Pittsburgh, Greensburg, Butler, Washington, New Castle - - all started as tiny frontier settlements, expanding to assume governmental responsibilities in their respective counties and taking their place among the cities of a growing Pennsylvania.

Following quite a different course, Beaver started out big and (with one exception) has managed to grow smaller and smaller in area over the 164 years of its existence.

Beaver was originally part of South Beaver Township created along with Beaver County in 1800. When the borough was incorporated in 1802, the boundaries of community extended far beyond the present borough limits.

Including land from both sides of the Beaver River, the present-day communities of Rochester, Rochester Township, Bridgewater and Vanport were included within the new borough of Beaver, as well as much of Brighton Township. Despite this admirable beginning, the decline began shortly.

Less than two years later (1804), the land east of the Beaver River was removed from the borough. That same year, Borough Township was erected, identical with the boundaries of Beaver. This was a political move designed to free the residents of Beaver from paying taxes to South Beaver Township. (The laws of that period did not make a new borough entirely independent from the township from which it was formed.)

In 1806, more outlying land was removed, this territory reverting to South Beaver. Then, in 1914, the "Academy Lots" were removed from Beaver, thus setting apart a portion of Borough Township outside of Beaver, the land that was to become the Vanport of today. Finally, in 1835, the community that we know today as Bridgewater was removed from Beaver and established as a separate borough.

Only once, and not until 1896, did Beaver move to increase its territory. At that time, a portion of Borough Township, called Groveland, was denied incorporation by the court and was incorporated shortly thereafter by the Borough of Beaver. So much for Beaver and its neighbor with the contradictory name, Borough Township.

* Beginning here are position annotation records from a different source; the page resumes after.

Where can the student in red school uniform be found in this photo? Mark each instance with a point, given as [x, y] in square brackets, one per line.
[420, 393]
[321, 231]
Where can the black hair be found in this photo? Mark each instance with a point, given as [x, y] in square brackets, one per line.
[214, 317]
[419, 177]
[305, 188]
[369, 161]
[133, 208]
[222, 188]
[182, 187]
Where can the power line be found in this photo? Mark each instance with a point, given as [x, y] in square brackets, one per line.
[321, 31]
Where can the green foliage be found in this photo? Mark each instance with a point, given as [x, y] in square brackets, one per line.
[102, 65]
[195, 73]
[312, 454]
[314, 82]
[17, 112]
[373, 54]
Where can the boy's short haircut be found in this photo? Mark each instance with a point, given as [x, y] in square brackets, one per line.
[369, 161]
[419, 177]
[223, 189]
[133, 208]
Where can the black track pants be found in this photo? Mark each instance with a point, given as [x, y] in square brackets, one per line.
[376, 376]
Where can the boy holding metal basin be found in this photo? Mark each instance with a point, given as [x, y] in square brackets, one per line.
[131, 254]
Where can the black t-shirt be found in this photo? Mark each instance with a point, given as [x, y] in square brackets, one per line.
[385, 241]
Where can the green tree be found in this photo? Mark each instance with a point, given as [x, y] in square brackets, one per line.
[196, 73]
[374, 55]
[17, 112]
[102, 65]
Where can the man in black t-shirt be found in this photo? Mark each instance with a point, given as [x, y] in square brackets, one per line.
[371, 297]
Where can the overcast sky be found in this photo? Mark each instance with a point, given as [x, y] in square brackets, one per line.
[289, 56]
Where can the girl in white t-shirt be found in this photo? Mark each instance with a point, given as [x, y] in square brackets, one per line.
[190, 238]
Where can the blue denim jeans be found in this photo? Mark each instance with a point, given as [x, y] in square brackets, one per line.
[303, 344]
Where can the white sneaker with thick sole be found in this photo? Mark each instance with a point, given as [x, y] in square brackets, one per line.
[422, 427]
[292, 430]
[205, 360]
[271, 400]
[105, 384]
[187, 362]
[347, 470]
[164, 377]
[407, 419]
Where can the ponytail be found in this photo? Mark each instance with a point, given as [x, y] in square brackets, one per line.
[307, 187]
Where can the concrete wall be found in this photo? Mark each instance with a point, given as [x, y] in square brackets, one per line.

Beaver County is rich in place names which have become obscure over the years. Few communities are known today by the names known to the earliest settlers of the county. Not even "old-timer" Beaver. Before its incorporation, Beaver was known as: The old French Town, Shingastown, King Beaver's Town, Amockwi, and Fort McIntosh. For its small size, Beaver appears to have had quite a few names in its time.

But these early names can be found everywhere. Let's look at the Southside: Hopewell Township today is full of places like Hillcrest, Clark Manor and Sunset Hills, but contained communities such as Scottsville, Gringo, Shannopin, Aliquippa Park, New Sheffield and West Economy. New Sheffield, incidentally, was known to the Indians of this area as White Oak Flats, notable for the extensive stretch of level land on top of a hill. (It is the topographical equivalent, in miniature, of a "notch" or mountain pass.) Despite the remarkable growth of New Sheffield recently, this community lacks unity for it is divided between Hopewell and Aliquppa and the name New Sheffield appears nowhere on legal records.

Hopewell originally included all of Independence Township and the voting place was at Independence Village until 1848. Early Post Offices in Hopewell included Ethel Landing (near South Heights), Woodlawn and Zeller.

Center Township, formerly Moon Township, once contained such villages or post offices as: Shafer's, Baker's Landing and Bunker Hill. Potter Township once boasted the thriving community of Bellowsville, nowobscured by industrial expansion. Today we find Kobuta and Josephtown. Monaca has been known as New Philadelphia, as well as Philipsburgh and also contains areas once known as Dockter's Heights (known also as "Skeeter Hill") and Colona. Monaca was named for an Iroquois Indian Chief, Monacatootha. Fortunately, the town fathers had the wisdom to shorten the name. Monaca also has a Post Office called Water Cure, named for an early health resort still standing at the corner of Sixth Street and Atlantic Avenue.